So, we’ve been discussing Jeff’s awesome History of Fail in terms of rejection letters I’ve gotten along the way to my stunning … is “success” the word we’re using? Anyway, yes: Rejections. I have many. This one actually isn’t a rejection. And it made me very angry. And if you’ve ever met me, you know it’s really difficult to make me angry. Like, people have stabbed me and I’m all like “Oh, no worries.”
If you were submitting novels to every single listing in the Writer’s Digest back in the Day, you probably came across Vantage Press. Founded in 1949, sued for millions in 1990, they finally shuttered in 2012 and were for a time the most recognizable and well-known “vanity” publisher, or subsidy publisher. This was in the Dark Times before POD and easy eBook self-publishing, you see, and it worked like this:
- 17-year old Jeff mails a photocopy of his novel Cravenhold (previously discussed) to Vantage Press via the listing in the Writer’s Market, which does not mention the words “vanity” or “subsidy”.
- Jeff receives the following letters, informing him a) they love the novel and want to publish it! b) it will only cost Jeff $14, 675 to do so [the fact that I would be paying them and the actual amount wasn’t in the letter; it was in the contract] ! c) wait, what?
Why yes, I *am* pleased.
That’s right: A mere $15,000 (that’s about $30,000 in 2015 dollars, BTW) and my book would be published! Along with this list of absolutely hilarious promotional efforts:
“Study additional promotional steps after publication.” UH, *sure*.
Yes, an advertising announcement not in The New York Times, but the “The New York Times”! And they will “suggest” “autograph parties” (what in bloody hell is an “autograph party?)! But the best is the “Production Specifications” section at the bottom, which assures me the trim size will be “about” 6×9, and that it will be printed on “quality” paper.

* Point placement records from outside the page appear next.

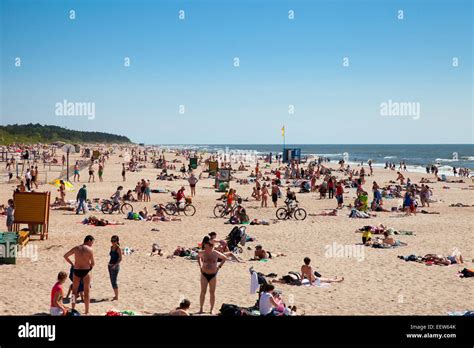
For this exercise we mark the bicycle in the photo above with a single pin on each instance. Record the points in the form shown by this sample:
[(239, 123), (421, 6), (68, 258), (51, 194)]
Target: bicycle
[(289, 212), (109, 207), (173, 208)]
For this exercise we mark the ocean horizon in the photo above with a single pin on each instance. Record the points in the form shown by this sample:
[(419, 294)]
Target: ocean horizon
[(416, 156)]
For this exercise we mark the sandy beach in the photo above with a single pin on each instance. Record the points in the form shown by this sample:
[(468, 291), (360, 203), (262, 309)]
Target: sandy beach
[(375, 283)]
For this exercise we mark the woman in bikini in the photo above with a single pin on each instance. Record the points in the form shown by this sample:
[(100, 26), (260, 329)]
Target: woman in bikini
[(207, 260), (264, 196), (76, 172)]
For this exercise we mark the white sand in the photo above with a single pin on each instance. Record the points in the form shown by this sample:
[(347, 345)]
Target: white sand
[(380, 284)]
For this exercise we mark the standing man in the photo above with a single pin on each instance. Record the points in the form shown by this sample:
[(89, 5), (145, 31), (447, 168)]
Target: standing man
[(192, 183), (81, 198), (83, 264)]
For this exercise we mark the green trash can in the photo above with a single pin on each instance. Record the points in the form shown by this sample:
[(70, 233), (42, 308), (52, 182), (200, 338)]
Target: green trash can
[(8, 247)]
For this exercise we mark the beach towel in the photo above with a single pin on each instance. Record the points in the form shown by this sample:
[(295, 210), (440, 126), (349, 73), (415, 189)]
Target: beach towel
[(317, 283), (254, 286), (461, 313)]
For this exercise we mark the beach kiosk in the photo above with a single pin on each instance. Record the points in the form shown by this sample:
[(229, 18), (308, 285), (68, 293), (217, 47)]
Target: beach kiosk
[(32, 208), (291, 155), (222, 180)]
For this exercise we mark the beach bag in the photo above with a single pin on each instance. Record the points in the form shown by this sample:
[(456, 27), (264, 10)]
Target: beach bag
[(73, 313), (230, 310), (467, 273)]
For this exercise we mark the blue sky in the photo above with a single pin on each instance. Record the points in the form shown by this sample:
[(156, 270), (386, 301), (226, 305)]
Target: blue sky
[(190, 62)]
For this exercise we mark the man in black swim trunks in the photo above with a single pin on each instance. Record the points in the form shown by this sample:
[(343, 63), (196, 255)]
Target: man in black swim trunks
[(207, 261), (83, 264)]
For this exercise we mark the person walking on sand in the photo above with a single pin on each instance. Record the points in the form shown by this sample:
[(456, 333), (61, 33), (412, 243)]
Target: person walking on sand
[(80, 199), (62, 193), (10, 215), (207, 260), (91, 173), (264, 196), (76, 172), (192, 184), (83, 264), (114, 264), (275, 191), (101, 171)]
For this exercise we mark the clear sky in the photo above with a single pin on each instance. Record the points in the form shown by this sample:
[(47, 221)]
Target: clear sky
[(283, 62)]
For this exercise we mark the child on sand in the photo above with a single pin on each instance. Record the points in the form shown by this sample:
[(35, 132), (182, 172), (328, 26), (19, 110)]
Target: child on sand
[(57, 307), (183, 308), (307, 273)]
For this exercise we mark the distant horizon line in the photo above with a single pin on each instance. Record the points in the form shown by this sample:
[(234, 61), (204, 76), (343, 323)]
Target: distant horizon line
[(202, 144)]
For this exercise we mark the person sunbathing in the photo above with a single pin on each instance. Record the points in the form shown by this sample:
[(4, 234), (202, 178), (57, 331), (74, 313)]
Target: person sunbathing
[(455, 258), (386, 242), (221, 246), (261, 254), (375, 206), (429, 212), (315, 277), (332, 212), (160, 215)]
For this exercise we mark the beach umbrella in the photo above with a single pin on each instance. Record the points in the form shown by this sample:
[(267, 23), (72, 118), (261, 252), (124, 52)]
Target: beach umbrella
[(67, 184)]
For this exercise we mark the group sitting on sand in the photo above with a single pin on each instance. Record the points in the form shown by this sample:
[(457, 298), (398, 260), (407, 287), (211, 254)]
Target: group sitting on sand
[(307, 276), (261, 254), (436, 259)]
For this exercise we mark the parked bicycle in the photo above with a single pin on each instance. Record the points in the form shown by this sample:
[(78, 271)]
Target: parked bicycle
[(173, 208), (108, 207)]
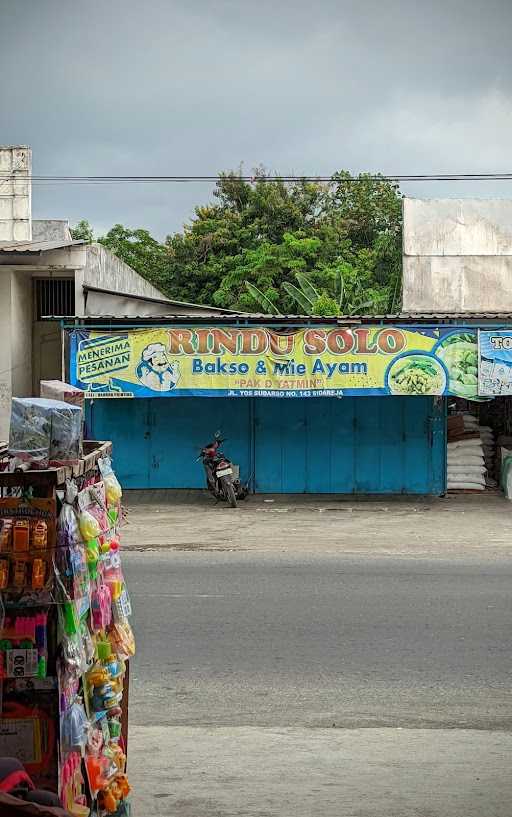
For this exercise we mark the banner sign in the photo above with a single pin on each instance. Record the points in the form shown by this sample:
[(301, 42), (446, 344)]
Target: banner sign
[(261, 362), (494, 362)]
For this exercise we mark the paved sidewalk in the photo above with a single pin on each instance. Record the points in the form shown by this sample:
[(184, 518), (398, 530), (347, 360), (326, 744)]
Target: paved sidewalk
[(472, 524), (201, 772)]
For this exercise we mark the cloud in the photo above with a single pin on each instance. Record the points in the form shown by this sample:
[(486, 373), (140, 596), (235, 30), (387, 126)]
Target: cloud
[(195, 86)]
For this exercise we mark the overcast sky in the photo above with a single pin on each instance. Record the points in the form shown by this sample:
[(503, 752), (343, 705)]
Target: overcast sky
[(199, 86)]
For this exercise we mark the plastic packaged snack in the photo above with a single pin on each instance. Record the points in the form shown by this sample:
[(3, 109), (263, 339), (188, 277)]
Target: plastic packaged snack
[(45, 432)]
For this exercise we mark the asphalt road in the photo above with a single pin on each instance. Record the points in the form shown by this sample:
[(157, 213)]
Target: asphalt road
[(320, 684), (227, 639)]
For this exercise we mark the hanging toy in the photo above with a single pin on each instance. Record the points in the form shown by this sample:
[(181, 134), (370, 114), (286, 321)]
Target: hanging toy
[(89, 526)]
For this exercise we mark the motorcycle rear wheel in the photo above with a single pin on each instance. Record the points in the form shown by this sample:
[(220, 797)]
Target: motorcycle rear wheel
[(229, 493)]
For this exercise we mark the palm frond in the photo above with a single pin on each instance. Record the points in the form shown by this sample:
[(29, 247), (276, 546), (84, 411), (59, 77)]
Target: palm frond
[(262, 299), (299, 296)]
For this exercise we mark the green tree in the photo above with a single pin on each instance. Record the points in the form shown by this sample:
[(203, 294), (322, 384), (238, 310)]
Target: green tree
[(247, 247), (82, 232), (140, 251)]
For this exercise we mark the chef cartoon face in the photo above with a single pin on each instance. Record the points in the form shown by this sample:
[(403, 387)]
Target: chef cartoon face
[(155, 370)]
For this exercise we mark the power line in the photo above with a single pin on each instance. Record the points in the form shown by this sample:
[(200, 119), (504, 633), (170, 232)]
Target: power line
[(163, 179)]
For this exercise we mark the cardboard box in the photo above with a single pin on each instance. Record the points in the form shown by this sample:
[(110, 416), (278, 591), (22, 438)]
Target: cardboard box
[(57, 390)]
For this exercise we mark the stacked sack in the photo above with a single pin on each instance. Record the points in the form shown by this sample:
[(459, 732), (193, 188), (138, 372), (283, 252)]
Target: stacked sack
[(466, 462), (489, 449)]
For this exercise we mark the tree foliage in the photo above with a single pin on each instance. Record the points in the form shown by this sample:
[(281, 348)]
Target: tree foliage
[(333, 247)]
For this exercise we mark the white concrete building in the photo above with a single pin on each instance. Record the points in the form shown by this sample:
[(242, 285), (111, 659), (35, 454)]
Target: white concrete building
[(44, 272), (457, 255)]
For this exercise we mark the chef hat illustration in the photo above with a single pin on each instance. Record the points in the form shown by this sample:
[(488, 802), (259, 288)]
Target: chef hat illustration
[(153, 349)]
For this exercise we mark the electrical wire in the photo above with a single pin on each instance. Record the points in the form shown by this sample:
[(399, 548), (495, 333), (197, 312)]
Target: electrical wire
[(210, 179)]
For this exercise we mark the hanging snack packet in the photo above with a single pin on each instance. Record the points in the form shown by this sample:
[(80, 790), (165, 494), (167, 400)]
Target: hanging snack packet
[(113, 491)]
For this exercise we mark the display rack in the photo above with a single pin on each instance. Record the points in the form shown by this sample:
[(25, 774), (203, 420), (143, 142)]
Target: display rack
[(63, 653)]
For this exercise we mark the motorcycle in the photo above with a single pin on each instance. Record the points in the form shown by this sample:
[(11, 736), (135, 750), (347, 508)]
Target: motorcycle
[(222, 476)]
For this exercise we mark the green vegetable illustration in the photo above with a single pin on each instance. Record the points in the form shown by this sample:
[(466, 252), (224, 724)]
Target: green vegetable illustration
[(417, 374), (459, 352)]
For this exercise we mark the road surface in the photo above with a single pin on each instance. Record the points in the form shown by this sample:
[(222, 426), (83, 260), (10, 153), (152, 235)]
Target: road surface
[(320, 683)]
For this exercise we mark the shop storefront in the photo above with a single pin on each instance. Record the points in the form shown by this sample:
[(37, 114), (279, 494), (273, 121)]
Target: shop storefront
[(306, 409)]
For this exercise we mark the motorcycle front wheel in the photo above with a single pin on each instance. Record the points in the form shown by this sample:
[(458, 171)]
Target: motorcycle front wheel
[(229, 492)]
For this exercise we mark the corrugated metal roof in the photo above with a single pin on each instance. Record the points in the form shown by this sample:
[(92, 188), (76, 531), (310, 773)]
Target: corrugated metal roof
[(36, 246), (169, 301), (404, 317)]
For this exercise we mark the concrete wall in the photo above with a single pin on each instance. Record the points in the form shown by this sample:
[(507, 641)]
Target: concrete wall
[(15, 342), (15, 193), (105, 271), (21, 333), (5, 353), (457, 255)]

I mean, seriously. That this place operated for more than 60 years is a crime. I was 17 but not stupid, so I wrote them back a nasty letter telling them to return my manuscript or I would burn their place of business down. And this is what I got in response:
Just THIRTY THREE easy monthly payments of $350.
Yup – a fucking discount. They were sorry to hear I wasn’t incredibly stupid, or rich, or both, so they generously double-tapped me by suggesting I was so fucking talented, they could swing publication for just $11,675, saving me $3,000 over the suckers who didn’t bitch and moan. Even better is the suggestion that I could make monthly payments of $350 and they “would work on your book as we received the payments” so my book would publish three years later.
Oh this was rich. So I wrote a second letter demanding they return the manuscript or I would show up at their offices and perform the Daffy Duck Gasoline Trick He Can Do But Once, and they finally relented and returned my manuscript … but included this final gem of passive aggression:
“we do believe it would be worthwhile for you to make the effort.”
Holy hell. “You might be one of the fortunate few.”
I mean, seriously: My fault for not knowing any better, but assholes like this are why people think publishers are evil gatekeepers. Don’t worry; a few years later in 1990 they were successfully sued and ordered to pay $3.5 million to 2,200 authors who had paid them for services that were never actually performed, and the business moved to Massachusetts. Still, they stayed somehow in business for another twenty-two years, and apparently when they closed up shop they left a lot of authors in the lurch. Just goes to show: I’m dumb, but I ain’t that dumb.